Next is a 300 dpi Line art sample with text that's a little light at the default 128 threshold. The original was printed from a dot matrix printer that was borderline of needing a new ribbon, and the document was old and faded too. Notice the large spike of black text is conspicuous by its absence. Instead, we have text of many shades of gray ranging all over the spectrum.
But the background is good clear white, see, all the way to the right end. So raising the threshold to about 180 (still well to the left of the white background peak) could darken ALL OF THE TEXT without hurting the background, and a good dark scan is obtained. All tonal values from 180 to 128 were changed from white to black. You can overdo it and get smudged characters, the same as those we try to repair next below. Again, see A Simple Way pages later for a discussion of the histogram tool.
Threshold 128 | |
Threshold 180 |
But generally, it's more common that documents need to LOWER the threshold to make the text more clear, or to make the background lighter. Magazines and newspapers especially, the type is rather smudged if you look closely. Lowering the threshold does NOT make the text lighter, black is still black in Line art, but it may seem to because it reduces the smudges and makes the text be finer and more distinct. This can definitely help OCR, did I mention that? In Line art mode, there are only two choices, and if any dot prints at all, it will be jet black. But if the original has a background or spots or objects of Gray color of say tone 105, you can easily change value 105 to either White or Black by positioning the Threshold relative to it.

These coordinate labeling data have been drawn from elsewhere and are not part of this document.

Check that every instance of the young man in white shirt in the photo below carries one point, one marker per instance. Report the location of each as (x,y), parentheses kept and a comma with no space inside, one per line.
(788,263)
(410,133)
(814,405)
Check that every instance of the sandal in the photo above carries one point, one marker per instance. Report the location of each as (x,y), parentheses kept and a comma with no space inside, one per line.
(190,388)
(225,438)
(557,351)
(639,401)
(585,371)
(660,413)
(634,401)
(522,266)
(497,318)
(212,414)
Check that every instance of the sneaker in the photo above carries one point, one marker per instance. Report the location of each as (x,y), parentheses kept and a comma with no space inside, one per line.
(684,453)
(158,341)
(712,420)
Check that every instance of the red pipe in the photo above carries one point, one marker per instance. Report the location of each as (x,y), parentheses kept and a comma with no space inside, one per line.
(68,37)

The Preview screen shows the real time result of moving the Threshold (if you have selected Real Time).
One suggestion for minimizing print-through from text on the back side of the page is to put a sheet of black or dark craft paper behind the page. This will hide any dark areas on the back side. However, in Line art mode, it's easier to just adjust the Threshold so those light tones go to white.
This next image is from a 300 dpi Line art scan (from a printed travel catalog of only moderate printed quality), using Threshold = 155 (to aggravate things, default is 128).
Below is all the same, but with Threshold reduced from 155 to 95. Notice the background, but also the text, the more distinct white space in the e's in Versailles or Geneva, the A in Glacier, the G in TGV, the M in St. Moritz. This is not an OCR document, but the point is the same as if it were. OCR likes that white space to be correct, because the shape is how it recognizes the character within the pixel bits. And notice that the surrounding area is blank and clear of extraneous background dots to confuse the OCR either. So hopefully this minimal little demo will give a hint about the control possible in Line art mode, how you can set a limit to accept or reject gray tones, and why you'd want to do it.
Threshold is the only control possible in Line art mode.